The power of the first half of the novel lies not only in Paul’s story of his newfound invisibility but also in the broader background of Paul’s history. In no earlier Cormier novel has there been such a rich historical setting: the French Canadian family struggling to survive in late 1930’s America, the labor struggles of a depressed New England factory town, and the violent strike that ends the struggle. Paul sees personal evil in the fade, but in his normal self he witnesses the evil that socioeconomic conditions produce.
The second half of the novel is much choppier. In the next segment, and in present fictional time, a young female cousin of Paul works with his literary agent in New York trying to determine if the manuscript fragment that is the first half of Fade is really the work of the famous “Paul Roget,” the novelist who died at age forty-two in 1967. The third and fourth sections continue the manuscript, as Paul discovers who has the “fade” in the next generation and tracks him down. This is where the “death and destruction” begin, for the thirteen-year-old Ozzie Slater, the abandoned son of Paul’s sister Rose, has become a psychopathic killer who is terrorizing the small Maine town where he lives. In the novel’s final violent scene, the older fader must kill his successor.
What bothers some critics and reviewers of young-adult fiction about this Cormier novel is more than its sex and violence. The sexuality in the first part is certainly adult, and is sickening to the young Paul. In the second half of the novel, the sex disappears and is replaced by grisly violence, in a supernatural story that rivals those of Stephen King and other practitioners of this adult genre. What is most bothersome is that there is no serious theme to balance the sex and violence; rather, the focus of the novel is on the effects themselves, and the author’s aim seems to be to startle and frighten the reader.
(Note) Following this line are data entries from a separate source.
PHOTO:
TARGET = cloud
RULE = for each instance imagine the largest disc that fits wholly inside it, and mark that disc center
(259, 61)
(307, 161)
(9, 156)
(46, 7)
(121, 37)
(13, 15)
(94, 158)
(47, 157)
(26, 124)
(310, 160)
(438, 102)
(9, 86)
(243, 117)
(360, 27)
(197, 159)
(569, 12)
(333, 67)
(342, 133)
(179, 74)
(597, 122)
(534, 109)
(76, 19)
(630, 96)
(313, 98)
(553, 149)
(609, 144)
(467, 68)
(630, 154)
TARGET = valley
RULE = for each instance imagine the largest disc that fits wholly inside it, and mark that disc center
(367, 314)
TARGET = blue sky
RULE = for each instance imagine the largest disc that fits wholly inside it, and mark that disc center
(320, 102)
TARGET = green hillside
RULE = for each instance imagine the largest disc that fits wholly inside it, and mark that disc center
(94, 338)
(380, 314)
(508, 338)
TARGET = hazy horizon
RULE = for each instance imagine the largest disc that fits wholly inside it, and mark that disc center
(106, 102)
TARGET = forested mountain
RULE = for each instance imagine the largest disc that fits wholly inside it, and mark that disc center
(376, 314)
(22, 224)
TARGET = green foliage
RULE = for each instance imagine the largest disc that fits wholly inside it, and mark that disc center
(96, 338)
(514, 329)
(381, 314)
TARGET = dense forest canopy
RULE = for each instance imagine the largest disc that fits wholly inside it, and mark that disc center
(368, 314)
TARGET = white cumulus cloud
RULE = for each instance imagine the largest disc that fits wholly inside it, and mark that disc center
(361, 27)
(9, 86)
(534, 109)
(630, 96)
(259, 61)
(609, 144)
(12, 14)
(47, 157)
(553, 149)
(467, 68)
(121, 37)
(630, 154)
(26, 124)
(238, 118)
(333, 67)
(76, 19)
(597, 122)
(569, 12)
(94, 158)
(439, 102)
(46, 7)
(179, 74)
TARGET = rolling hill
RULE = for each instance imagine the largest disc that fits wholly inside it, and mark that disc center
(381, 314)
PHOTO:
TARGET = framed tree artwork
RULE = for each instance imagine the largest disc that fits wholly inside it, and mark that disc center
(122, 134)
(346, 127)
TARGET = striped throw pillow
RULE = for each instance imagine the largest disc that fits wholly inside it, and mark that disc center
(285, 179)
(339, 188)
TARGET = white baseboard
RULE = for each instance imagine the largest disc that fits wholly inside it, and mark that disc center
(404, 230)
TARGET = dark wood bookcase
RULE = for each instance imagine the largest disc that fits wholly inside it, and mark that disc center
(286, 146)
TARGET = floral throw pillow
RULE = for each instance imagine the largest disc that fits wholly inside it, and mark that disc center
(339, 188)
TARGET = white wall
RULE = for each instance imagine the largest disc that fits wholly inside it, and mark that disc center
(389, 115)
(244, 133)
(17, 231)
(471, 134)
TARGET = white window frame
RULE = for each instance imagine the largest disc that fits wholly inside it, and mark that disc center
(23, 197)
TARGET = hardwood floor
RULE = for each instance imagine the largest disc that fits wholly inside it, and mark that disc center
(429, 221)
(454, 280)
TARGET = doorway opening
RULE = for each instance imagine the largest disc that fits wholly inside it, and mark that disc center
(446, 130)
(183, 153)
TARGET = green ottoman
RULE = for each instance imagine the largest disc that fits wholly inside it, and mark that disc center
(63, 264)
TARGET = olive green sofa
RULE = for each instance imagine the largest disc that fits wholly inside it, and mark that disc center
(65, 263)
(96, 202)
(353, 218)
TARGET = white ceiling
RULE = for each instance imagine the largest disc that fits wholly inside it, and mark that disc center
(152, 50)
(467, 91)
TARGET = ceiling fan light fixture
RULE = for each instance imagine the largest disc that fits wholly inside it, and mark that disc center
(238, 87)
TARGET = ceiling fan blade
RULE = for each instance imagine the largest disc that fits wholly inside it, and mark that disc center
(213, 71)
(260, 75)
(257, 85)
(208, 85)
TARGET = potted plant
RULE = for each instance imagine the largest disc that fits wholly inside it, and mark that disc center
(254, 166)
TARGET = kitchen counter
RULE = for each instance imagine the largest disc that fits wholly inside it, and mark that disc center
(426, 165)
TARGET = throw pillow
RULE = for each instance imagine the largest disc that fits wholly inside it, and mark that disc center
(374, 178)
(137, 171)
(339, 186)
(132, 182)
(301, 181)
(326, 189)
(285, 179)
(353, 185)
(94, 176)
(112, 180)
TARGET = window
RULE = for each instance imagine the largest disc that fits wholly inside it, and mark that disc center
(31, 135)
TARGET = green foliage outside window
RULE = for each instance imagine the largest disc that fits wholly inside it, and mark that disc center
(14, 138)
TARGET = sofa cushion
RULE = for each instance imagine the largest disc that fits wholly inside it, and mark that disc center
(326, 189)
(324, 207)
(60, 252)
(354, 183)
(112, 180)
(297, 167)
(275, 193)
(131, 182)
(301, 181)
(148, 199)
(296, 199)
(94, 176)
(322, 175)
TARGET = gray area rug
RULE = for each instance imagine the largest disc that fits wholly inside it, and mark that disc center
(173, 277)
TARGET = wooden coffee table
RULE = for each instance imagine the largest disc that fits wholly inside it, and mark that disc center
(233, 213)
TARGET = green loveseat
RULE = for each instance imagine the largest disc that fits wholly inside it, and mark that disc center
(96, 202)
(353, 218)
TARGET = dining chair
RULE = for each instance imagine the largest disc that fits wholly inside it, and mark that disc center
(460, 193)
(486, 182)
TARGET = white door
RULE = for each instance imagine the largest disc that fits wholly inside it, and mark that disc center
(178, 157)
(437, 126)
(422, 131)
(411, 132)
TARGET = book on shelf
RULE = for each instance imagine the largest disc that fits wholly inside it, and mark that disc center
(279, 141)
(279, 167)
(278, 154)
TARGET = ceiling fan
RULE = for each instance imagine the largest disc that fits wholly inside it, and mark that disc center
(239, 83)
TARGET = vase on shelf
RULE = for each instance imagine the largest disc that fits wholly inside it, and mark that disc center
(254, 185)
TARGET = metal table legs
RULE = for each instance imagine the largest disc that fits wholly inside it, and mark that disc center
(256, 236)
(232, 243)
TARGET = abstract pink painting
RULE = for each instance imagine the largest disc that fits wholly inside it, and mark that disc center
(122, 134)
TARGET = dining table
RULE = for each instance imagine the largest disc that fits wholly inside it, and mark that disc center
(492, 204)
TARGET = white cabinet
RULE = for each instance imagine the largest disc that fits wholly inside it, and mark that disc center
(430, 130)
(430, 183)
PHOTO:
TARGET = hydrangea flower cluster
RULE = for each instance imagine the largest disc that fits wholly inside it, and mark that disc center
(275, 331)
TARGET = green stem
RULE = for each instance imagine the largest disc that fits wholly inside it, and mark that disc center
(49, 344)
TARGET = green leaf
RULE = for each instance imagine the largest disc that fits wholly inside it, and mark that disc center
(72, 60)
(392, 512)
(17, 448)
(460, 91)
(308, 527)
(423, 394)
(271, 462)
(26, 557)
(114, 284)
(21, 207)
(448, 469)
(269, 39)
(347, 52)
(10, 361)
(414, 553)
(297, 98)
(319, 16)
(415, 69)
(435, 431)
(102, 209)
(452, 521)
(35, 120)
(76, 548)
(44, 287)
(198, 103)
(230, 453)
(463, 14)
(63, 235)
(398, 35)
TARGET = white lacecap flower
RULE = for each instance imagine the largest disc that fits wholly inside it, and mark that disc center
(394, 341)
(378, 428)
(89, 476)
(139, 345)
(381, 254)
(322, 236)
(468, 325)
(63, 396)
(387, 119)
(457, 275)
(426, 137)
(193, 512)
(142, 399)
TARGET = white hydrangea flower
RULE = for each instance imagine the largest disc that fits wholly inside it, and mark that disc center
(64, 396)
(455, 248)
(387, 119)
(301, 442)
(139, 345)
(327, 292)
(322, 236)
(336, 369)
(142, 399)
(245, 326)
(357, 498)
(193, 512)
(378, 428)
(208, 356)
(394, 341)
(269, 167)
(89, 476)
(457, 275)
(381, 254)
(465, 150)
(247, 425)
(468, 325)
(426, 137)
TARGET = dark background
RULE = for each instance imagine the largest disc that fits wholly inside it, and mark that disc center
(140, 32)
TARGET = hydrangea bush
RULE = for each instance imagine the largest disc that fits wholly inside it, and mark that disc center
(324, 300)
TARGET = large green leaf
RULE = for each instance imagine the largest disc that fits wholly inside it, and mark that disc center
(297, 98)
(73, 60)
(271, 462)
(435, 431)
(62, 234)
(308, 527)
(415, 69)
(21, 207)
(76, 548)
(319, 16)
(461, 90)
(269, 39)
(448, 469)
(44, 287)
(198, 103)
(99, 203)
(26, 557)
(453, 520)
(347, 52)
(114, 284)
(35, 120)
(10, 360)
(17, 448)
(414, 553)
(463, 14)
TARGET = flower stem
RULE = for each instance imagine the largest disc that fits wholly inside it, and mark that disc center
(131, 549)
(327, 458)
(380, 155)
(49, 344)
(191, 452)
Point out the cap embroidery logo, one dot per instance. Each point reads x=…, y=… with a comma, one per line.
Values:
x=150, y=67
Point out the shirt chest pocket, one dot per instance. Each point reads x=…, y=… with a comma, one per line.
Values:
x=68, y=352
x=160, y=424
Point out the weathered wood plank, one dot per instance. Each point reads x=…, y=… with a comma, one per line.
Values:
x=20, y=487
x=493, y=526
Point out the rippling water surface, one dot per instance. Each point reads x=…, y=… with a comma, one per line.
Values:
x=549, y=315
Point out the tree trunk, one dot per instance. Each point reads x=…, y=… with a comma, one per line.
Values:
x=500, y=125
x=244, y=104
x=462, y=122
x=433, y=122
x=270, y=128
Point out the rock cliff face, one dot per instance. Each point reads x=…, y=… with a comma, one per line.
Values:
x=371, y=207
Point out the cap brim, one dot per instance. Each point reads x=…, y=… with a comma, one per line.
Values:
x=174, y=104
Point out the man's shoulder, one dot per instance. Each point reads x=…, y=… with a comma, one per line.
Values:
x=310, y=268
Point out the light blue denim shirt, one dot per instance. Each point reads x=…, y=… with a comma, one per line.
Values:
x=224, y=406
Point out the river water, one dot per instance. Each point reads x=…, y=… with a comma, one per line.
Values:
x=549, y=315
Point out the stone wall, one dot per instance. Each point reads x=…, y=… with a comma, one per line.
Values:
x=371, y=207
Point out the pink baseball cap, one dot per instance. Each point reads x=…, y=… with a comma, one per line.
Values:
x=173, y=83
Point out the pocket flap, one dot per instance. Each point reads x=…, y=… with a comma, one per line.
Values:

Many of the elements in the novel are autobiographical, but Cormier seems to be unable to find the lessons from his story that have been the strengths of all his earlier works. The simplest contrast is to I Am the Cheese, as both novels are suspenseful thrillers with violent endings. In the earlier work, however, Adam Farmer seemed to be trying to make sense of his past and to resist the forces threatening him in the present. Paul Moreaux’s life, on the contrary, has no such inherent meaning (except perhaps involving how to cope with the “fade”), and the juxtaposition of the secondary plot in the present time mitigates what meaning there may be in his story.